Thelma Dewitty, the first Black teacher within Seattle Public Schools (SPS), taught at Laurelhurst Elementary for a period and democratized teacher supply access and lunchroom seating there. During the 1970s, SPS began desegregating its schools: Laurelhurst Elementary was mainly attended by white students taught by white teachers. In 1976, SPS transferred Aki Kurose to teach there, where she faced scrutiny because of her race. She met with neighborhood parents before the school year and initially taught there with two parental observers in her classroom. Two years later, SPS began busing students of color to Laurelhurst.
==News sources==
The community was served by the North Seattle Herald-Outlook, which printed a weekly edition until it was shut down in January 2012 by owner Pacific Publishing Company.

==Controversies==
In 2026, a viral social media post drew attention to the relationship between the Laurelhurst Community Council (LCC) and Seattle Children's Hospital. Concerned about noise from helicopters using the hospital's helipad, the LCC successfully lobbied in 1992 to have Seattle Children's Hospital enter a voluntary agreement with the City of Seattle where only the most serious cases would land at the hospital. Patients that are not in critical enough condition are forced to land at a helipad located at the University of Washington and then travel by ambulance the final one mile to the hospital.
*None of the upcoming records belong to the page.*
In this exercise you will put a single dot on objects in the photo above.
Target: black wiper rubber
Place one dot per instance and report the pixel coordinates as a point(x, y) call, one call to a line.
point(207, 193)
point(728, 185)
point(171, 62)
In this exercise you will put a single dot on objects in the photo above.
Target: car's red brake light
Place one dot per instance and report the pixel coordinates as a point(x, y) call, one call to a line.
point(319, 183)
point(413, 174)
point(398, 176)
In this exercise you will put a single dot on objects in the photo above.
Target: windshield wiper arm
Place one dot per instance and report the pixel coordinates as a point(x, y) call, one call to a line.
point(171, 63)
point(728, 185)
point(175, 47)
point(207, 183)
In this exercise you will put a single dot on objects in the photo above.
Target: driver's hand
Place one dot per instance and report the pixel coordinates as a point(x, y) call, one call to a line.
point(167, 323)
The Laurelhurst Community Council has a long history with Seattle Children's Hospital, repeatedly opposing hospital expansion and placing limits on hospital staff parking on nearby streets. However, the Council is not involved in the helipad operations or the Medical Review Committee and supports the hospital’s effort to remove it.  The Laurelhurst Community Council “fully supports helipad landings for all children requiring intensive and lifesaving care.”